Großherzogliches Paar feiert Rubinhochzeit

Panorama 21 2 Min. 14.02.2021

Großherzogliches Paar feiert Rubinhochzeit

Nathalie RODEN
Nathalie RODEN
Am 14. Februar, dem Tag der Liebenden, begehen Großherzog Henri und Großherzogin Maria Teresa ihren 40. Hochzeitstag. Ein fotografischer Rückblick auf ihre gemeinsame Zeit als Eheleute.
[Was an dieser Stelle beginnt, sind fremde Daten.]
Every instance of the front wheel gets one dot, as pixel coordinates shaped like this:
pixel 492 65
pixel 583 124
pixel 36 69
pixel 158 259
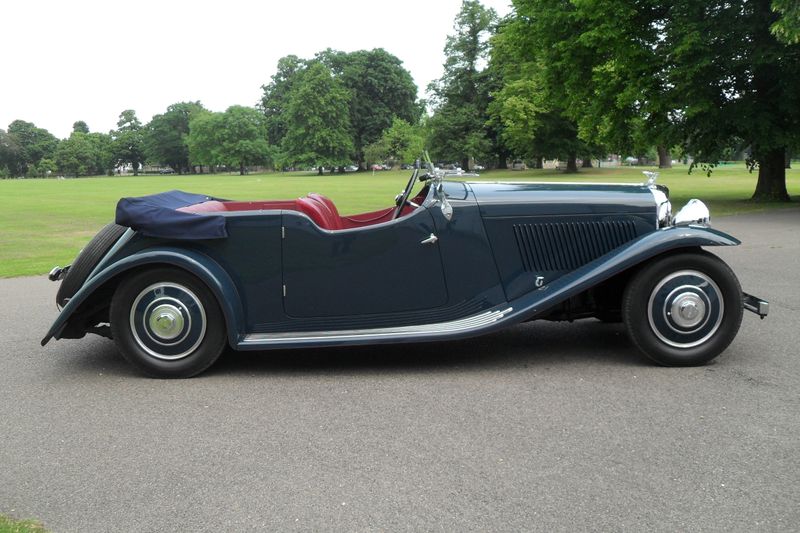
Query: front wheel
pixel 167 323
pixel 683 309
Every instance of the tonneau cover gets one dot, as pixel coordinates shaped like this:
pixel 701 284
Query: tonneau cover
pixel 157 215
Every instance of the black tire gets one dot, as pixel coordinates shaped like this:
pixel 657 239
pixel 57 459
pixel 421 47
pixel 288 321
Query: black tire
pixel 167 323
pixel 683 309
pixel 86 261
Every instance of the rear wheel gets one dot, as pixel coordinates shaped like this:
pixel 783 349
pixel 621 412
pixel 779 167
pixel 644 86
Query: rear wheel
pixel 683 309
pixel 167 323
pixel 87 260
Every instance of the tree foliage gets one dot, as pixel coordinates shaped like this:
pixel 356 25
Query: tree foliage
pixel 236 138
pixel 24 145
pixel 400 143
pixel 378 88
pixel 83 154
pixel 129 141
pixel 634 73
pixel 165 136
pixel 276 97
pixel 80 126
pixel 458 128
pixel 318 116
pixel 787 28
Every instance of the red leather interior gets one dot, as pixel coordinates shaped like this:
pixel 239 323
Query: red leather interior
pixel 319 213
pixel 320 209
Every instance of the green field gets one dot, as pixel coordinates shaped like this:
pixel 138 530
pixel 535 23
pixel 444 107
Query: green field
pixel 45 222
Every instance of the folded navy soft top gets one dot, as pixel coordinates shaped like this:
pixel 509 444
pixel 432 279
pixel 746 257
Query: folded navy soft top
pixel 157 215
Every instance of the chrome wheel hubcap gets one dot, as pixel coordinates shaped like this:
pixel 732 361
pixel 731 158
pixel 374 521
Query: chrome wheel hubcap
pixel 168 321
pixel 688 310
pixel 685 309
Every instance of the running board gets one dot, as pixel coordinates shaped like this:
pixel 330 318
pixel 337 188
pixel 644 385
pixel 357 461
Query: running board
pixel 376 335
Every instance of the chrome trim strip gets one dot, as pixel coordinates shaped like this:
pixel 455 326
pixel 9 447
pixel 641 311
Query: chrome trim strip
pixel 454 326
pixel 114 249
pixel 755 304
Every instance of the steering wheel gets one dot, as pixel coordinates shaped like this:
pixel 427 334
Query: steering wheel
pixel 402 199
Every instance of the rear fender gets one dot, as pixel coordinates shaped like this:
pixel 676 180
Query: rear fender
pixel 202 266
pixel 634 253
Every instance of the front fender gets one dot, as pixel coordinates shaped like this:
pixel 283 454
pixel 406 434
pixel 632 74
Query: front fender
pixel 202 266
pixel 633 253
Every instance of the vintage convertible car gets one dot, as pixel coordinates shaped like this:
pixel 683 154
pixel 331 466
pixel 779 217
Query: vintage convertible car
pixel 179 276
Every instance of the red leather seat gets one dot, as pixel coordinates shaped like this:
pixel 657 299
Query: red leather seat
pixel 325 200
pixel 319 213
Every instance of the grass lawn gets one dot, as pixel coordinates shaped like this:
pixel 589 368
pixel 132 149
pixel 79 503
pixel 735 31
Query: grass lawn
pixel 45 222
pixel 9 525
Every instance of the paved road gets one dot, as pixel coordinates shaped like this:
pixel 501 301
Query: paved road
pixel 542 427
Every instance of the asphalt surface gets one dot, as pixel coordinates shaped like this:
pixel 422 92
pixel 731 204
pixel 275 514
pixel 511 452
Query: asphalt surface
pixel 540 427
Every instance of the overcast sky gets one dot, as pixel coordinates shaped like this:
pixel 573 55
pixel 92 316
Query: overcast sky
pixel 68 60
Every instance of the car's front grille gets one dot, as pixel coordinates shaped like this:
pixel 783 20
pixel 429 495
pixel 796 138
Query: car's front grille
pixel 558 246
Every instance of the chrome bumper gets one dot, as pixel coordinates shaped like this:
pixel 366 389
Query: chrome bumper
pixel 755 304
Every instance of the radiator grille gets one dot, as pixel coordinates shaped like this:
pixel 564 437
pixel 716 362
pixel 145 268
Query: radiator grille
pixel 550 247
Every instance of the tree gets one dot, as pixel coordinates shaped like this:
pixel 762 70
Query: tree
pixel 235 138
pixel 29 145
pixel 378 85
pixel 529 105
pixel 401 142
pixel 637 72
pixel 80 126
pixel 459 124
pixel 243 138
pixel 165 136
pixel 276 97
pixel 75 156
pixel 9 154
pixel 103 161
pixel 787 28
pixel 202 140
pixel 380 90
pixel 129 141
pixel 318 119
pixel 741 84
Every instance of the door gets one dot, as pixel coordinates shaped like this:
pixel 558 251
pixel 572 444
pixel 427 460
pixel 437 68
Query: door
pixel 385 268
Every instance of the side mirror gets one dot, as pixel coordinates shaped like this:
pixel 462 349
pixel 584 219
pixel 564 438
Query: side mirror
pixel 444 204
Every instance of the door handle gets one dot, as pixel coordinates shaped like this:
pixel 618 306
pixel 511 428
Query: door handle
pixel 430 240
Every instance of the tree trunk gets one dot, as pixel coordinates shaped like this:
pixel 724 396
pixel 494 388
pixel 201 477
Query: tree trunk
pixel 664 157
pixel 572 163
pixel 771 186
pixel 502 161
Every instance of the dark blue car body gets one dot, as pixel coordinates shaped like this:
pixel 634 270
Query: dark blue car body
pixel 469 259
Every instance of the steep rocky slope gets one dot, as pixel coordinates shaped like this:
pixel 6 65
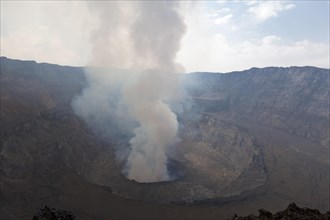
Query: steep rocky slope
pixel 260 139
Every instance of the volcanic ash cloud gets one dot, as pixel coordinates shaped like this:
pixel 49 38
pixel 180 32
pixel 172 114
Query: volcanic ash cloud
pixel 143 37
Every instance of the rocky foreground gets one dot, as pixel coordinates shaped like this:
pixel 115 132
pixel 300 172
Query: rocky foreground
pixel 292 212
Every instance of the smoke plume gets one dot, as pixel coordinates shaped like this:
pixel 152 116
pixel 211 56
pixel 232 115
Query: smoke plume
pixel 142 38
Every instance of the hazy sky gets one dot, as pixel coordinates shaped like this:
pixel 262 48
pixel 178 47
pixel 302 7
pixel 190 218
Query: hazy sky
pixel 221 35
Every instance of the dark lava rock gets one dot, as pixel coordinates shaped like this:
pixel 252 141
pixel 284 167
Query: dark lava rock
pixel 48 213
pixel 291 212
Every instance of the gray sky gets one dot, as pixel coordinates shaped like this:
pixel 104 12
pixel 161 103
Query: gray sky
pixel 221 35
Es war an einem klirrend kalten, dafür aber umso sonnigeren Tag vor genau 40 Jahren, als die damals 24-jährige Exil-Kubanerin Maria Teresa Mestre in ihr weißes Seidenkleid mit Pelzbesatz und meterlanger Schleppe schlüpfte, um ihrem Verlobten, dem 25 Jahre alten Prinz Henri von Luxemburg-Nassau, das Jawort zu geben. Tausende Luxemburger hatten sich an jenem Morgen in den Straßen rund um die Kathedrale Notre-Dame de Luxembourg und den großherzoglichen Palast eingefunden, um einen Blick auf den freudestrahlenden Thronfolger und seine sympathische Braut zu erhaschen. 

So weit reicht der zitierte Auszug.